About one in every 40 of the deaths listed in the records involve a single, prescription opiate and there is no indication whether the decedent obtained the drugs through a legal prescription or other means. 
 

4 Responses

  1. […] I-Team Exclusive: The real numbers behind Nevada’s opioid deaths […]

  2. I read a LOT now. I have had to discontinue my small home building business because of the CDC :guideline” and the forced reducation through my pain management specialist and fears of disciplinary action.I could not understand how……if prescribed medication patients are the drug “fiends”, how the overdose rate continues to climb when it is reported state by state the pain patients ALL have been reduced as per the CDC medication conversion chart very substantially, regardless of increased ability and mobility opioid medications can offer before the “guideline” was issued and when CDC reported that some 6 million less opioid medication prescriptions were issued that drug overdose continues to rise.. It has not been difficult to deduce that truth is not being told by dot/gov agencies. It is also not hard to deduce that multi substance abuse even without appropriate reporting has been involved with increasing overdose. AS a pain patient for 23 years, it does not take a brain surgeon to realize that multi substance use, not even abuse can cause death. Our government has inflated and reported overdose as the sole “fault” of opioid medication. This is all ie!. No sugar coating here, it is a lie!

  3. This is only Nevada i can bet the same is true for every state. The government don’t know how to clean up this shit show the CDC started that made all this happen made them guilty of collusion and torture of over 100 million people in this country.i been trying to get the local news out here to listen for over 2 years. Yet the continue to spew ther propoganda.

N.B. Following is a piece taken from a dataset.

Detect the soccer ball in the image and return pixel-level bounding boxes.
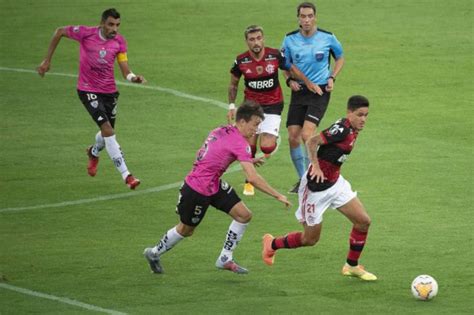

    • Yes, I agree 100% but I”m very upset with the supposed 100 million figure that I keep hearing as when it came down to it, how many people actually signed the petitions that went around last year? I may be wrong but I recall about 12,000. That’s a drop in the bucket and no wonder nobody listens to us. People need to come out of hiding and get politically active and start speaking up whether by calling their legislatures or writing or signing petitions. Whatever it is…MORE PEOPLE NEED TO SPEAK UP AND DO SOMETHING AND STOP LEAVING THIS TO A HANDFUL OF US WHO HAVE BEEN SPEAKING UP FOR THE LAST SEVERAL YEARS. I’m honestly afraid it’s too late now as a lot of legislation is in place and things are set up to change next year and all the emphasis is now on these recovery centers for people now labeled with “opioid use disorder” THIS IS NOT A PARTISAN ISSUE. THIS IS AN AMERICAN ISSUE AND EVERYONE NEEDS TO COME TOGETHER ON THIS AND SPEAK WITH ONE VOICE.